2. The semiconductor device of claim 1, wherein the spiral-shaped conductor is configured to be wirelessly coupled to another spiral-shaped conductor in another semiconductor device.

3. The semiconductor device of claim 1, further comprising a layer of insulating material covering the spiral-shaped conductor.

4. The semiconductor device of claim 1, wherein the substrate has a thickness, and wherein the substantially spiral-shaped conductor extends into the substrate by at least half of the thickness.

5. The semiconductor device of claim 1, wherein the spiral-shaped conductor extends completely through the substrate.
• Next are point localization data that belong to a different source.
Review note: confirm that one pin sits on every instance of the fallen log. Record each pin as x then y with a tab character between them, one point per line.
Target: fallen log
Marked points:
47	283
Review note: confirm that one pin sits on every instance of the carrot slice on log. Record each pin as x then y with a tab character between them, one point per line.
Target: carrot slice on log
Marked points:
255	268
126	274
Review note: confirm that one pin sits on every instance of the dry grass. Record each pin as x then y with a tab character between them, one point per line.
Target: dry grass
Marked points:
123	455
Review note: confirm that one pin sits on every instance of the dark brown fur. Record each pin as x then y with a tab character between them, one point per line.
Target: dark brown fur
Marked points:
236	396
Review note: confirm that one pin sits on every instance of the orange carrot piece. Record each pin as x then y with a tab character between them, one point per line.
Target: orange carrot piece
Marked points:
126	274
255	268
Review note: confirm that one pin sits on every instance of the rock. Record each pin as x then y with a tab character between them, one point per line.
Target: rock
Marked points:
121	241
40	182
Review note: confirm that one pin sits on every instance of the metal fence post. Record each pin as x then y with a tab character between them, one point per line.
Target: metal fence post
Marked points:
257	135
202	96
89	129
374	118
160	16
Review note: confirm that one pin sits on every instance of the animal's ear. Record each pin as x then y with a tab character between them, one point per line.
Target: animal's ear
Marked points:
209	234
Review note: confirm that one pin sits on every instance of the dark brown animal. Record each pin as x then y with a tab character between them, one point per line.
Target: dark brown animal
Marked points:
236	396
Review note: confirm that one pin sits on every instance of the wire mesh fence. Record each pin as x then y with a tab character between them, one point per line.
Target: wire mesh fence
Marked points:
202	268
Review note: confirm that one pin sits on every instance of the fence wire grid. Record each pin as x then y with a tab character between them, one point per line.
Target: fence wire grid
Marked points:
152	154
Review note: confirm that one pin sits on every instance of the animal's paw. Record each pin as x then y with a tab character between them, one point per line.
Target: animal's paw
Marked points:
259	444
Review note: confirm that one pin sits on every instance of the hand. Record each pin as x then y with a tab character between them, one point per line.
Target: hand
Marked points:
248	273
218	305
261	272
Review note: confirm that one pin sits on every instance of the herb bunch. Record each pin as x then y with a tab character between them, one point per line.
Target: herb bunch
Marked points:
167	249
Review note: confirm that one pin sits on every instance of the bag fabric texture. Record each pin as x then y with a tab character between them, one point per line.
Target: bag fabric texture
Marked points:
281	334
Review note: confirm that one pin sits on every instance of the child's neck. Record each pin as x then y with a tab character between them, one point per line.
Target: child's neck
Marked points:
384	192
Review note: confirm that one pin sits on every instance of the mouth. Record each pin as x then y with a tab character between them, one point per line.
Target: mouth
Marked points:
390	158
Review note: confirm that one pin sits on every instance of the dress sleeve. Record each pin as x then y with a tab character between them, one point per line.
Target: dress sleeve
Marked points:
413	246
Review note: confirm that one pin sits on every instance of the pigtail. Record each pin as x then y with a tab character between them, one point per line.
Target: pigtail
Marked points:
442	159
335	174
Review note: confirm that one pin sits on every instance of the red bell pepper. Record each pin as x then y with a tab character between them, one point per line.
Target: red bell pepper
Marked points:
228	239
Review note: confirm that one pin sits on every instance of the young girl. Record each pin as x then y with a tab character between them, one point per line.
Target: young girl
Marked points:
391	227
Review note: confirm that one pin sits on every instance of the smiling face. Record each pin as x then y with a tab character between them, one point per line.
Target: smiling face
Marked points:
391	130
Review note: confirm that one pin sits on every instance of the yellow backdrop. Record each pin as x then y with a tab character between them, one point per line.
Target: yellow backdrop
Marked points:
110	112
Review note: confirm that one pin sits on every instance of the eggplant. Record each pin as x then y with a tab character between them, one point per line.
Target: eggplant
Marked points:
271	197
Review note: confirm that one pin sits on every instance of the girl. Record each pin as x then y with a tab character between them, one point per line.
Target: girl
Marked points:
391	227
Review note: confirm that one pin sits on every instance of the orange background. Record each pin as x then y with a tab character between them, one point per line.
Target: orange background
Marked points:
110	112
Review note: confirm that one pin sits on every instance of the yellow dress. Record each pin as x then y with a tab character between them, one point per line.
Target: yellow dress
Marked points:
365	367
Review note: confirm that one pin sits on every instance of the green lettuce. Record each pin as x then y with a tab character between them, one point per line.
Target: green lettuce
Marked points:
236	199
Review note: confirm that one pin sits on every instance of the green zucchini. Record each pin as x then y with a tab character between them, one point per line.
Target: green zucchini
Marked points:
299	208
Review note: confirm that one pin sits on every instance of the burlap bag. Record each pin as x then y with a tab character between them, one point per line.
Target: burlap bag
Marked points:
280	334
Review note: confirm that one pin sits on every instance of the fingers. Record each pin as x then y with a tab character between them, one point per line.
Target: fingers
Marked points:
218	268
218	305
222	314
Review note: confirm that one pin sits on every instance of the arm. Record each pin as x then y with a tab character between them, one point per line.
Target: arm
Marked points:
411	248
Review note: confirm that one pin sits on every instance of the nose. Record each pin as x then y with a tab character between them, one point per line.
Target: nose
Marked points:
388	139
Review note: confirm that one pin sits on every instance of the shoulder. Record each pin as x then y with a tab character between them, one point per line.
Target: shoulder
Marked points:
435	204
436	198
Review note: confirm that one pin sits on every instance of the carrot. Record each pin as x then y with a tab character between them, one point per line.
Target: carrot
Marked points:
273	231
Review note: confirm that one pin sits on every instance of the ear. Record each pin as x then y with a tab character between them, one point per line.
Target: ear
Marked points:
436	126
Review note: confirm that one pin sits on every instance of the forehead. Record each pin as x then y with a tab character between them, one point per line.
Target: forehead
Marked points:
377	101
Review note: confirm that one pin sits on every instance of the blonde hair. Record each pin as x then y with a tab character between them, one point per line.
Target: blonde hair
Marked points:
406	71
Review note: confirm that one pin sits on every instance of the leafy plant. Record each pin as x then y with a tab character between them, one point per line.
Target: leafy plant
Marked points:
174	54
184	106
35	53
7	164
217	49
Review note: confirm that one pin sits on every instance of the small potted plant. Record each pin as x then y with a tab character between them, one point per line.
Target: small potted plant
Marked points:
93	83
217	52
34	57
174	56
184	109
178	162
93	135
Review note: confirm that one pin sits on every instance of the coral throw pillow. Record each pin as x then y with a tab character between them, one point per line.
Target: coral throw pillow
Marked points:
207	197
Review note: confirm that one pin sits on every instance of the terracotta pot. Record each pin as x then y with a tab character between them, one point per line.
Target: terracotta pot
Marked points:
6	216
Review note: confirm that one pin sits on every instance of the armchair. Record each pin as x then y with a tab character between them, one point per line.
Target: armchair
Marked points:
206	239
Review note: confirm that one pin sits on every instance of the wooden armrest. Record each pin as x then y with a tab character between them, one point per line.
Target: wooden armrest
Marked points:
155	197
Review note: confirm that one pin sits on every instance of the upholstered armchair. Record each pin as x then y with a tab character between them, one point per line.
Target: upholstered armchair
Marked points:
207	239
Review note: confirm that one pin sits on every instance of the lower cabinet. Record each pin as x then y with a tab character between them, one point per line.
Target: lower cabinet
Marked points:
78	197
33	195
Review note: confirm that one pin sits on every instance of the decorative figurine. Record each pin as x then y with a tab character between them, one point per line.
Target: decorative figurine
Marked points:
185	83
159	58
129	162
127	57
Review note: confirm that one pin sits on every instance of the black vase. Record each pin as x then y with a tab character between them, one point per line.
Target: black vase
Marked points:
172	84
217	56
6. The semiconductor device of claim 1, wherein the substrate is a silicon substrate between 10 μm and 200 μm thick, and wherein the spiral-shaped conductor extends into the substrate by at least 30 μm.

7. The semiconductor device of claim 1, wherein the spiral-shaped conductor spans an area of between 80 μm and 600 μm across.

8. The semiconductor device of claim 1, wherein turns of the spiral-shaped conductor each have a width of between about 15 μm and 75 μm across.

9. (canceled)

10. A semiconductor package, comprising:

a first die including:

a first substrate having a front side and a back side,

a first plurality of circuit elements on the front side of the first substrate, and

a first spiral-shaped conductor extending downward from the front side of the first substrate into the first substrate and having a spiral axis perpendicular to the front side of the first substrate; and

a second die including:

a second substrate having a front side and a back side,

a second plurality of circuit elements on the front side of the second substrate, and

a second spiral-shaped conductor,

wherein the first spirally-shaped conductor and the second spirally-shaped conductor are wirelessly coupled.

11. The semiconductor package of claim 10, wherein the first spirally-shaped conductor and the second substantially spiral-shaped conductors conductor are configured to wirelessly communicate by inductive coupling.

12. The semiconductor package of claim 10, wherein the first spirally-shaped conductor and the second spiral-shaped conductor are configured to wirelessly communicate by capacitive coupling.

13. The semiconductor package of claim 10, wherein each of the first spirally-shaped conductor and the second spiral-shaped conductor has a span of between 80 μm and 600 μm across.

14. The semiconductor package of claim 10, wherein the first spirally-shaped conductor and the second spiral-shaped conductors conductor are coaxially aligned.

15. The semiconductor package of claim 10, wherein the first substrate has a thickness, and wherein the first spiral-shaped conductor extends into the substrate by at least half of the thickness.

16. The semiconductor package of claim 10, wherein the first spiral-shaped conductor extends completely through the first substrate.

17. The semiconductor package of claim 10, wherein the second spiral-shaped conductor extends downward from the front side of the second substrate into the second substrate.

18. The semiconductor package of claim 10, wherein the first die and the second die are stacked in a front-to-back arrangement.

19. A semiconductor package, comprising:

a plurality of dies arranged in a stack, each die including a substrate, a plurality of circuit elements on a front side of the substrate, and a spiral-shaped conductor having a spiral axis perpendicular to a surface of the substrate,

wherein adjacent dies of the plurality of dies are wirelessly coupled by the respective spiral-shaped conductors thereof, and

wherein the spiral-shaped conductor of a first die of the plurality of dies extends downward from the front side of the substrate of the first die into the substrate thereof of the first die.

20. The semiconductor package of claim 19, wherein the plurality of dies includes more than two dies.